We love Bridge to Terabithia. We loved the film made from the book. In fact, I’m betting Littlest watched that movie more than 100 times. So we had to read the book. It’s one of his favorite stories ever.
Katherine Paterson is an incredible children’s author. She writes books that speak to kids and help them understand their own reality, but she also captures childhood so well that she transports even the oldest reader back to her pre-teen days (no, I’m Not the oldest. Stop being mean).
If you ask my boys, though, they will tell you that Bridge to Terabithia is hands-down their favorite. I guess they identify with Jess’s artistic soul. Which is good, because I never want them to be the kind of men society is trying to mold Jess into. I don’t want anyone to mold them into anything. I want them to be who they are.
I don’t think my boys have ever laughed as hard at a book as they did at The Adventures of Tom Sawyer. There is something to be said for a character who continues to be relatable more than 140 years after he was written.
Tom’s antics and adventures are the stuff of every little boys’ dreams. And probably every little girl’s, too. Tricking everyone into doing your chores for you? Running away to a deserted island? A treasure hunt and a dangerous criminal? I mean, Come On.
Plus, the book is just plain funny. Just ask my boys.

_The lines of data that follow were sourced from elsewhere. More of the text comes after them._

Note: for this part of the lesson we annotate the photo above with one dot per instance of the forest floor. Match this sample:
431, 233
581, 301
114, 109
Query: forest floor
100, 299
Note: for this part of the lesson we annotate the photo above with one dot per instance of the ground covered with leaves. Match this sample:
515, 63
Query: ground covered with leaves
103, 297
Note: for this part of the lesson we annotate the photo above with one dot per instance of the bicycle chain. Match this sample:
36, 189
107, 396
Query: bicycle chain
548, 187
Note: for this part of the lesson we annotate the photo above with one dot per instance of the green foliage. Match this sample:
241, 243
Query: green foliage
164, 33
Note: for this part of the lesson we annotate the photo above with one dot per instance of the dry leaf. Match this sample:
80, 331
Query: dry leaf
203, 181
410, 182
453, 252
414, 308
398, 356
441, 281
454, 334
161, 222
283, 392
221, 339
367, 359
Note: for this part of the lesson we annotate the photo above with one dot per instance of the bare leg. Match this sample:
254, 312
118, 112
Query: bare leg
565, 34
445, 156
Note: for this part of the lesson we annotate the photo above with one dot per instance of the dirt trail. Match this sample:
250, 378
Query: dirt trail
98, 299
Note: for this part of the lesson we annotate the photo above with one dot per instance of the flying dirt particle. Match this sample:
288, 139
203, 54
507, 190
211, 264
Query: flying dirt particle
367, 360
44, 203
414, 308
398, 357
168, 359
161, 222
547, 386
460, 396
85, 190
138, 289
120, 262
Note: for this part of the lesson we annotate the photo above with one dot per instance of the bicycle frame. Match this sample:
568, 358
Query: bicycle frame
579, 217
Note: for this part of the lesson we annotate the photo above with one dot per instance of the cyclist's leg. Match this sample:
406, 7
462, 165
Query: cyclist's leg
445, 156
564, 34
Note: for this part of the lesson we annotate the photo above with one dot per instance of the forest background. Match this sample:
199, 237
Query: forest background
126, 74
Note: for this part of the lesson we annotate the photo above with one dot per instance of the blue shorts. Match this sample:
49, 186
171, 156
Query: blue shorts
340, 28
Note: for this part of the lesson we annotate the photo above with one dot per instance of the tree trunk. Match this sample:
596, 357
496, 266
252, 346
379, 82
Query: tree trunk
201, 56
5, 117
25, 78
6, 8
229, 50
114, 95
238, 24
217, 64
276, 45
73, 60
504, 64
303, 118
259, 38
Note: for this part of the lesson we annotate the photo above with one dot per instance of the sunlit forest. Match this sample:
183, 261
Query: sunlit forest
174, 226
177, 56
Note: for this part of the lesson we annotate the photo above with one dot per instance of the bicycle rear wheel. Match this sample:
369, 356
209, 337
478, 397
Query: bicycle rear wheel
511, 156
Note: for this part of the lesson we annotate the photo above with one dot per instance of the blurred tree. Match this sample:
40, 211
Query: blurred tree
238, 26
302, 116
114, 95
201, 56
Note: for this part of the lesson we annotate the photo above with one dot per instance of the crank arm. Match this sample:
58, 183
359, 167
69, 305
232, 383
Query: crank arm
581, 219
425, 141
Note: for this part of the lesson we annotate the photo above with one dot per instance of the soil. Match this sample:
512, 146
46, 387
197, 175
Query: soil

We read Black Beauty as a class several years ago, and all three of us enjoyed it immensely. Told from the point of view of the horse, Black Beauty addresses the issues of kindness to animals proper treatment of horses.
Anna Sewell slipped and injured her ankle as a teenager, making her unable to stand without a crutch or walk for any length of time. She became dependent on horses because carriages were a must in her life. She came to love the animals and to deplore their treatment by so many people of her time. In her own words, Sewell wrote Black Beauty “to induce kindness, sympathy, and an understanding treatment of horses.”
(Cool tidbit–Black Beauty was the first-ever popular novel told from the POV of an animal. Without it, we might not have such wondrous books as Watership Down, The Wind in the Willows, or Mrs. Frisby and the Rats of Nimh. Think about that for a sec.)
We learned so much about horses by reading this book. If you want your littles to get even more out of it, try some of the following activities to get them thinking.
Ramona Quimby is one of my all time favorite characters. Poor, misunderstood, trouble-making Ramona. Her first book, Beezus and Ramona, isn’t told from her point of view but her older sister’s. And Beezus is extremely annoyed with Ramona All The Time. But she’s a good sister. There are so many laugh-out-loud moments in this book that any little would enjoy reading it.
Short and easy to read, Beezus and Ramona is a perfect story for introducing chapter books to littles, and you don’t have to wait with this one. Read it to them when they’re 4 like Ramona is in the book. Read it to them when they’re 6 and they’re ready to start learning comprehension. Read it to them when they’re 8 and they can use these activities to deepen their understanding.